Welcome to the Skywork-R1V repository! Here, you'll find a series of state-of-the-art multimodal reasoning models with powerful agentic capabilities. From open-source versions with model weights and inference code to our latest closed-source offerings, the Skywork-R1V series delivers exceptional performance across vision understanding, code execution, and deep research tasks.
💥 November 18, 2025: We released Skywork-R1V4-Lite, a lightweight and ultra-fast closed-source multimodal reasoning model that achieves exceptional image understanding capabilities through code execution tools. R1V4-Lite features blazing-fast inference speed and can be integrated with search tools to enable deep research capabilities. Available now on Skywork Platform, and coming soon to OpenRouter—stay tuned!
July 15, 2025: We've released quantized versions of Skywork-R1V3 for efficient inference:
- AWQ Quantization: 🤗 Skywork-R1V3-38B-AWQ -- Supports single-GPU inference (VRAM ≥ 30GB).
- GGUF Quantization (4-bit & 8-bit): 🤗 Skywork-R1V3-38B-GGUF -- Optimized for CPU-based inference.

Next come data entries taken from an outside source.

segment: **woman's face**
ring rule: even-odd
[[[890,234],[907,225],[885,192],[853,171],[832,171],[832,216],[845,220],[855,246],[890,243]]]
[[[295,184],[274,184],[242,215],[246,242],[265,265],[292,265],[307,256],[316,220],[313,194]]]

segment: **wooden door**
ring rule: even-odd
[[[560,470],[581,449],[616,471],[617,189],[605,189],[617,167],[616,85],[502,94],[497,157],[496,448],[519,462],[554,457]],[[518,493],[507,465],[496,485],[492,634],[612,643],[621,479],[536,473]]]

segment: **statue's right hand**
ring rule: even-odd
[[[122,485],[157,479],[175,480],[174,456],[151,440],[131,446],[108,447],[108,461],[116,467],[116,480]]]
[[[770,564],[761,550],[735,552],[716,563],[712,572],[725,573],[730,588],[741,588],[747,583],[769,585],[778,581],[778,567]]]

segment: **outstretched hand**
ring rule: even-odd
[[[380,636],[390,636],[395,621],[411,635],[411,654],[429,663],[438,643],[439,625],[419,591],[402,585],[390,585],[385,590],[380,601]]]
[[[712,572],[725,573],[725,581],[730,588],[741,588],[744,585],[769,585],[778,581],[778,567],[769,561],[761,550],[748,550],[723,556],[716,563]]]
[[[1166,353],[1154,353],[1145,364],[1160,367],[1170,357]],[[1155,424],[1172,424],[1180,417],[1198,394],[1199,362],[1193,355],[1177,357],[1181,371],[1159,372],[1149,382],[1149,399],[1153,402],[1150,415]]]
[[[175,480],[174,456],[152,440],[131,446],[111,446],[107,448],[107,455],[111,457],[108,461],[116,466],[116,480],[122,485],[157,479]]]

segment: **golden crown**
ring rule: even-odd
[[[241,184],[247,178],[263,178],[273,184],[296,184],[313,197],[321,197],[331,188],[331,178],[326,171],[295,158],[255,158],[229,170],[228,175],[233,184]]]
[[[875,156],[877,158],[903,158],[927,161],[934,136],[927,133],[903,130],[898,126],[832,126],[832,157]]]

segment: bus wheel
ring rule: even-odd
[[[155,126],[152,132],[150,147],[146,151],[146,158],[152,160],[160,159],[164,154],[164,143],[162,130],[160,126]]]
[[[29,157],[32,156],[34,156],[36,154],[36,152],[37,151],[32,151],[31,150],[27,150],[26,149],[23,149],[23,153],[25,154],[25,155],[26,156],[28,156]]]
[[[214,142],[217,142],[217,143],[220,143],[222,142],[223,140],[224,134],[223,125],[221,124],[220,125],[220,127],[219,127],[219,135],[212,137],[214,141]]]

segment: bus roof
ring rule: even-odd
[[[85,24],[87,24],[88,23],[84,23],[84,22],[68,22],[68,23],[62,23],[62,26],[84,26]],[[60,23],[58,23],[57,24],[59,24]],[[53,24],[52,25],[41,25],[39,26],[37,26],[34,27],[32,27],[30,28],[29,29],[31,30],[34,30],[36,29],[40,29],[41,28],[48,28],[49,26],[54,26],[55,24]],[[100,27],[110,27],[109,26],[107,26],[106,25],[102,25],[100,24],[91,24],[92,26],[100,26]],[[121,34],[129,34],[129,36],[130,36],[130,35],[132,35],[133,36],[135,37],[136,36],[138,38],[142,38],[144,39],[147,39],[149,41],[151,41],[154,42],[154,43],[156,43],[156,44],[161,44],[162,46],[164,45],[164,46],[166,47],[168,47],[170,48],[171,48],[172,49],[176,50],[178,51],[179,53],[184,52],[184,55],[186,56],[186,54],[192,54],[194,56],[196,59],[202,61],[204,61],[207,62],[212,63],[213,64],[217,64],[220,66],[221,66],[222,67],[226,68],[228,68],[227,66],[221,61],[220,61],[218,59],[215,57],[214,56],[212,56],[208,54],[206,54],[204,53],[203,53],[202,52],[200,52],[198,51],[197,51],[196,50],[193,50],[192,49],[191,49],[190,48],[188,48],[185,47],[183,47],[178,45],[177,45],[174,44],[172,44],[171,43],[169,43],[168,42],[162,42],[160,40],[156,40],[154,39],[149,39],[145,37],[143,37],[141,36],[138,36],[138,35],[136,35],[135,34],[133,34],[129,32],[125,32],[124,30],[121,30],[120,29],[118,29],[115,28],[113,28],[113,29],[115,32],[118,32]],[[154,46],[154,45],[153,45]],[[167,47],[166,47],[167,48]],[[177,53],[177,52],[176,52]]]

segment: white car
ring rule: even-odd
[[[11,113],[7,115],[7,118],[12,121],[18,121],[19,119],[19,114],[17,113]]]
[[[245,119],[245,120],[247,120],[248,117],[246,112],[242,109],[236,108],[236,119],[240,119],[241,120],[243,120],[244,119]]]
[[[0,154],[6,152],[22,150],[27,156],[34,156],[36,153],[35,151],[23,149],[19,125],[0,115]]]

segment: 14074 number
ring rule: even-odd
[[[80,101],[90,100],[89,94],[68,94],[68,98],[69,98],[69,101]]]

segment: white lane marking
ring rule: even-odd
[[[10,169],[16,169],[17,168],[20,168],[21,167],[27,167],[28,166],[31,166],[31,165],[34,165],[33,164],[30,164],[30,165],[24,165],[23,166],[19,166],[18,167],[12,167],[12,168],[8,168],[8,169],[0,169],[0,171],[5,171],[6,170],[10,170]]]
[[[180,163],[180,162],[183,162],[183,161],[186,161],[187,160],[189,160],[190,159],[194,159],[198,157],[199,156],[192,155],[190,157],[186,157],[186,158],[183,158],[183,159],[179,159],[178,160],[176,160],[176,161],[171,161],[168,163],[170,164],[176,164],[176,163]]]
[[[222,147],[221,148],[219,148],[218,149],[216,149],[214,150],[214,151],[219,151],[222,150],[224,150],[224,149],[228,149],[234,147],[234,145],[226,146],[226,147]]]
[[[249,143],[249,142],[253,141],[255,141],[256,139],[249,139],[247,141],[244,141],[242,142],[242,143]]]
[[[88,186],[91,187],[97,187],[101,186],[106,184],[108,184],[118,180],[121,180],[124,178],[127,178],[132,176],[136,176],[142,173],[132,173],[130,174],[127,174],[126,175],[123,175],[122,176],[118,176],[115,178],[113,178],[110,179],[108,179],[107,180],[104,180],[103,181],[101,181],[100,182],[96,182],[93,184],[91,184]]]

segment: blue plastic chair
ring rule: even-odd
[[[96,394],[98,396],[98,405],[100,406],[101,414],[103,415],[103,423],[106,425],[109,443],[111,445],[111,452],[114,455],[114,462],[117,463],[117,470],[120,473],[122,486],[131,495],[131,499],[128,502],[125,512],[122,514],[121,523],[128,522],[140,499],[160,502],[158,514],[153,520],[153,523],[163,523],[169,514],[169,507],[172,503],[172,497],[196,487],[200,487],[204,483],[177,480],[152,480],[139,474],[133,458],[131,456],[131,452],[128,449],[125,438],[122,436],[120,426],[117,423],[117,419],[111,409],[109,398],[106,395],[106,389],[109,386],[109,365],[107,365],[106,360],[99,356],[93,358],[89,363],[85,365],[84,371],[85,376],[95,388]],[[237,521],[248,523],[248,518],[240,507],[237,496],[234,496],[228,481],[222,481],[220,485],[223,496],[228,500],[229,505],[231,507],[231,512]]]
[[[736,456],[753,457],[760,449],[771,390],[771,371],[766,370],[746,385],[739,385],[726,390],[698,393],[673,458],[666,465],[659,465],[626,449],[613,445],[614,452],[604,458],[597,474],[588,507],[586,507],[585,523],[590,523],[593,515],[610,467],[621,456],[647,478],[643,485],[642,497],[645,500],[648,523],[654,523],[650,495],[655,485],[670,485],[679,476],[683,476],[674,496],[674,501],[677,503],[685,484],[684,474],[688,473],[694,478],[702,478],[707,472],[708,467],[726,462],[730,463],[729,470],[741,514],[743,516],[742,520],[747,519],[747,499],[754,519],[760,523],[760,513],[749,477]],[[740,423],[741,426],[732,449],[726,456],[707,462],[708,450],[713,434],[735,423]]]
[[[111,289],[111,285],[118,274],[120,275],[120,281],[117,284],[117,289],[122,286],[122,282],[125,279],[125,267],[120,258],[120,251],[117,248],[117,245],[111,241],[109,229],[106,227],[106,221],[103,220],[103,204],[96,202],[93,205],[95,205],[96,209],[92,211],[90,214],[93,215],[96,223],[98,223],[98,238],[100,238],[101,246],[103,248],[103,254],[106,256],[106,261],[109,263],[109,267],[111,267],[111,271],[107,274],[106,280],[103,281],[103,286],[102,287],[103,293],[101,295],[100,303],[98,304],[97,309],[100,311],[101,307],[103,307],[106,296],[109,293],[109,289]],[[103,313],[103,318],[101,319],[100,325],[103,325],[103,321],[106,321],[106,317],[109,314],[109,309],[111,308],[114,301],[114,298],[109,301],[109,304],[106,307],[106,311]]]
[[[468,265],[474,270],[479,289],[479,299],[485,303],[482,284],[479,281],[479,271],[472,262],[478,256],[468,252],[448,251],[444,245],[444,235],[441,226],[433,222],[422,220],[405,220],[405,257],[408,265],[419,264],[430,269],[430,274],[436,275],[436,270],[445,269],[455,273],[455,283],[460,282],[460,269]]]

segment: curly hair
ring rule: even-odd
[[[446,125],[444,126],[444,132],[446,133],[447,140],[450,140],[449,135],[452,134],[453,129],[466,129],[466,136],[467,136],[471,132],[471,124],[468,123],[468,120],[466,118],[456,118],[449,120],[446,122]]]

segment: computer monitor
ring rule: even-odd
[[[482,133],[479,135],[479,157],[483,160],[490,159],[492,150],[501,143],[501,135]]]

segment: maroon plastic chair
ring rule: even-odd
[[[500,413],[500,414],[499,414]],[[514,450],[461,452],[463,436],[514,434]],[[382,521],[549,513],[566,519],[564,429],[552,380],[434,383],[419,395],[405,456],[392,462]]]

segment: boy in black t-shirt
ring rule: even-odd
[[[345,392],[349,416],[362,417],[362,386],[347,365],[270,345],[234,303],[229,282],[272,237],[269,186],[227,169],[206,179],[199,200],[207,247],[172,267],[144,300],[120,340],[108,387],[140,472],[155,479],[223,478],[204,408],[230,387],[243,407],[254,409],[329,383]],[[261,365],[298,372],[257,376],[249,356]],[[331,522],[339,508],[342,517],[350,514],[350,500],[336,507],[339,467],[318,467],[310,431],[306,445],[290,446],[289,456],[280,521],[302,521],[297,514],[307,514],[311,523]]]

July 9, 2025: We released Skywork-R1V3-38B [🤗 Skywork-R1V3-38B], the latest and most powerful open-source multimodal reasoning model in the Skywork series, pushing the boundaries of multimodal and cross-disciplinary intelligence. Mainly through RL algorithm in post-training, R1V3 significantly enhances multimodal reasoning ablity and achieves open-source state-of-the-art (SOTA) performance across multiple multimodal reasoning benchmarks, e.g. 76.0 on MMMU.
April 28, 2025: We released awq quantized version of Skywork R1V2[🤗 Skywork-R1V2-38B-AWQ], supporting single-card (above 30GB) inference.
April 24, 2025: We released Skywork-R1V2, an advanced open-source multimodal reasoning model that demonstrates strong performance across a range of multimodal reasoning benchmarks including MMMU, MMMU-Pro, MathVista, and OlympiadBench.[🤗 Skywork-R1V2-38B][📖R1V2 Report]
April 9, 2025: Our technical report is currently available on arxiv: [Skywork-R1V: Pioneering Multimodal Reasoning with CoT].
Mar 26, 2025: We released awq quantized version of Skywork R1V[🤗 Skywork-R1V-38B-AWQ], supporting single-card (above 30GB) inference.
Mar 18, 2025: We are thrilled to introduce Skywork R1V, the first industry open-sourced multimodal reasoning model with advanced visual chain-of-thought capabilities, pushing the boundaries of AI-driven vision and logical inference! 🚀
Skywork-R1V4-Lite demonstrates state-of-the-art performance on various multimodal tasks, particularly excelling in perception and deep research capabilities.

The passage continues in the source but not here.